Nobody else was around. Juliana and Shalise had gone over to Genoa’s house to watch the event. Irene, Jordan, and Shelby were all there as well, along with Saija, Srey, and Vektul. A gathering that might have had Eva worried for their safety from demon hunters had she not been so tired. Especially because she was relatively certain that Genoa had participated in the event as an antagonist to one of the groups.

Carlos was supposedly a decent fighter, if Genoa was to be believed. They had three demons, Jordan, and Juliana as well. If anything had come up, they could probably handle it all on their own.

All in all, the event could have gone much worse. Even aside from how it ended. She had honestly been worried that another sky-cracking laser beam would obliterate half of the contestants. Given the vampire’s presence, the Elysium Order might have attacked all on their own. That combined with Eva and Lucy’s presence, it had been an ideal time to attack for just about anyone.

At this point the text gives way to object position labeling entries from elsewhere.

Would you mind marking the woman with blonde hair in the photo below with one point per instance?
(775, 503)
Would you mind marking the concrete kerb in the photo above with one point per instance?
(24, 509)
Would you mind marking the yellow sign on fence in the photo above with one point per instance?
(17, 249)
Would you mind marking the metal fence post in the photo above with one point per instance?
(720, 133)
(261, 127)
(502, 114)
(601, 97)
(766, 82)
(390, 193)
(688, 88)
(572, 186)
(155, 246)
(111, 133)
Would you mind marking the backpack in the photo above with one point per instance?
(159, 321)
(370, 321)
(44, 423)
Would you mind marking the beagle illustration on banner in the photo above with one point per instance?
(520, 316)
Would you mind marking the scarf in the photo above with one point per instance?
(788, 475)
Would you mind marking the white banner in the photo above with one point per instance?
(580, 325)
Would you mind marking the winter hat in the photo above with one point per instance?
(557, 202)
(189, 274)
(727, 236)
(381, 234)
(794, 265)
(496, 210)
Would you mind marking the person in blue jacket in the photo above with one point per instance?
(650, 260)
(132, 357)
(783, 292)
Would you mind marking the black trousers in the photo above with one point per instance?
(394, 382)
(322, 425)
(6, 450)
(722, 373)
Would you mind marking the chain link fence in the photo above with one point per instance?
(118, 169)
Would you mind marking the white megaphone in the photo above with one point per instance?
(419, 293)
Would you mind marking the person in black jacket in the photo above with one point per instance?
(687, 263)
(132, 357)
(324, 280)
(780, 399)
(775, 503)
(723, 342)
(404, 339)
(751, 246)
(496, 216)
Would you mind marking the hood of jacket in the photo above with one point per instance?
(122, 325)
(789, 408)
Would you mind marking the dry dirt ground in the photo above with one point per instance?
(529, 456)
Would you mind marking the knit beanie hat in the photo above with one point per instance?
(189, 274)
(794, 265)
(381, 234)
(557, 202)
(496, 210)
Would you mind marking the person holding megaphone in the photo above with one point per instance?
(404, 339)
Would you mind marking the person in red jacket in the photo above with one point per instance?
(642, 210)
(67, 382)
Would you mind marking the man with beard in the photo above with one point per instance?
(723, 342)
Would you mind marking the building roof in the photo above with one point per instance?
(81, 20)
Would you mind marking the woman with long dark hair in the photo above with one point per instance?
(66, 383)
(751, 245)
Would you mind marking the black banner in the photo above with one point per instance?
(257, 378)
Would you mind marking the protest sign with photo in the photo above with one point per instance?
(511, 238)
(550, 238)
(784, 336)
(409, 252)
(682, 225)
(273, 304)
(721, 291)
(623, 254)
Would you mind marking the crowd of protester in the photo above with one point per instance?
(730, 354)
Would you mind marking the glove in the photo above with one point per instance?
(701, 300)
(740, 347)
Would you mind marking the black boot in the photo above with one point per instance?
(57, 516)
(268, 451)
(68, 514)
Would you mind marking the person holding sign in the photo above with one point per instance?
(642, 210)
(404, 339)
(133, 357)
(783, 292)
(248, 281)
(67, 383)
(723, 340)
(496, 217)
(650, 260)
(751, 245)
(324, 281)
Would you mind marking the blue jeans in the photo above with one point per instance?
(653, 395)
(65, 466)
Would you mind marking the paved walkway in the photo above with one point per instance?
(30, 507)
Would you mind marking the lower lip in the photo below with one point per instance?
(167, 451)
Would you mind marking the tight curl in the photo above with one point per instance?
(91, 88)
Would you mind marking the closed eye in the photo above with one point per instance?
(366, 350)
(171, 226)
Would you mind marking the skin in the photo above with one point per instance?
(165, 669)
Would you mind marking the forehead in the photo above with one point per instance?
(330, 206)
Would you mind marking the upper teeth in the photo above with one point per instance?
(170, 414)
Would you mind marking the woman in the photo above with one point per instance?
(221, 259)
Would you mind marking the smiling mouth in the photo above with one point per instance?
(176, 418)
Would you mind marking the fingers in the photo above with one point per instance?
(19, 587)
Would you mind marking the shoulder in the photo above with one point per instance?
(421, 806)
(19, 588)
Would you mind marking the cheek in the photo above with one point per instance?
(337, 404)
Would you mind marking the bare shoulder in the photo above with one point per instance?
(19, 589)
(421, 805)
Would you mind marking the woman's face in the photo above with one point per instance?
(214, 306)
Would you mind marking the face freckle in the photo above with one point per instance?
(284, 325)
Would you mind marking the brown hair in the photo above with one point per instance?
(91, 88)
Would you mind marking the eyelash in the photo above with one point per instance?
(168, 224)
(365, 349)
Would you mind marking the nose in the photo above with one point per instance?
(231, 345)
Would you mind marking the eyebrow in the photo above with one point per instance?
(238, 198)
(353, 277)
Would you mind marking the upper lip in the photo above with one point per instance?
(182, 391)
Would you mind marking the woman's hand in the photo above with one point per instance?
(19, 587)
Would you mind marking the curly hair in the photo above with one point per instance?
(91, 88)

Well, partially. There were a lot of high-profile mages running about Brakket Academy at the moment. Redford, for one. And the event had been televised. A demon hunter might not care, but the Elysium Order did have something of a reputation to uphold.

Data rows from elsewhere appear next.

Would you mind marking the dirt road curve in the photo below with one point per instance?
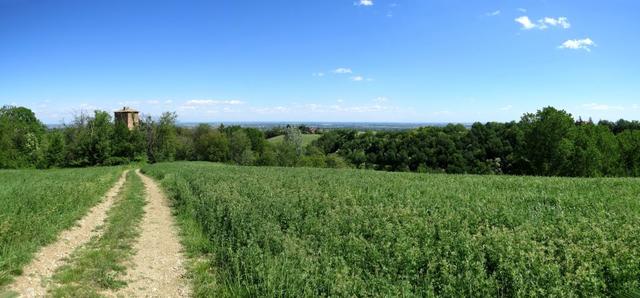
(35, 277)
(158, 263)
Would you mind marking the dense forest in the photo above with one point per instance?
(549, 142)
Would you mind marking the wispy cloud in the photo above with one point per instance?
(506, 108)
(209, 102)
(342, 70)
(525, 22)
(544, 23)
(558, 22)
(601, 107)
(381, 99)
(364, 3)
(578, 44)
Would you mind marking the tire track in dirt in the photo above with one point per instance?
(158, 266)
(36, 276)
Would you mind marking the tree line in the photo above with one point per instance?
(549, 142)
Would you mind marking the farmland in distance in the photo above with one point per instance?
(308, 232)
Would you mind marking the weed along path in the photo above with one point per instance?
(36, 276)
(158, 264)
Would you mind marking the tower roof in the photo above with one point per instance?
(126, 110)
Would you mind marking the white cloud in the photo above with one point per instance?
(525, 22)
(544, 23)
(364, 3)
(381, 99)
(506, 108)
(342, 70)
(208, 102)
(561, 21)
(578, 44)
(601, 107)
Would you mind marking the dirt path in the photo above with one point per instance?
(158, 264)
(35, 277)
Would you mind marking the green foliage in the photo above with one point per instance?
(36, 205)
(240, 148)
(161, 137)
(98, 265)
(314, 232)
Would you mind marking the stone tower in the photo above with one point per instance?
(128, 116)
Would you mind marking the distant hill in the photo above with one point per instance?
(306, 139)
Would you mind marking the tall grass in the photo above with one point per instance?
(321, 232)
(36, 205)
(100, 264)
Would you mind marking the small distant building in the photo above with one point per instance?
(128, 116)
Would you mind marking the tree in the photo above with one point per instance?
(240, 148)
(21, 139)
(161, 137)
(547, 141)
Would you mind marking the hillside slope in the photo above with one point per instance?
(309, 232)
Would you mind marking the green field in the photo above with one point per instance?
(35, 205)
(321, 232)
(306, 139)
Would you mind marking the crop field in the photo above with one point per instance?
(306, 139)
(322, 232)
(35, 205)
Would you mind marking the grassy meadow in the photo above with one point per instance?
(35, 205)
(302, 232)
(100, 265)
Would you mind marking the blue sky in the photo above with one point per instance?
(331, 60)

Her school hadn’t won, but neither had the vampire’s. As it was, he was probably going to corner her sometime and try to bet on something else. Perhaps his school winning the second event or something similar.

Eva didn’t really care. She couldn’t participate in it. That gave her all kinds of free time. With Juliana’s help, they might be able to finish up the ritual circle before she actually had to worry about it being discovered.

Maybe. It was still a daunting task. They weren’t going to do anything tonight, obviously. Maybe not the day after either, as there was supposed to be another feast celebrating the end of the first event and its victors.

Then, she didn’t know when the second event would take place. It might be the following weekend, it might be in the middle of December. Hopefully the latter.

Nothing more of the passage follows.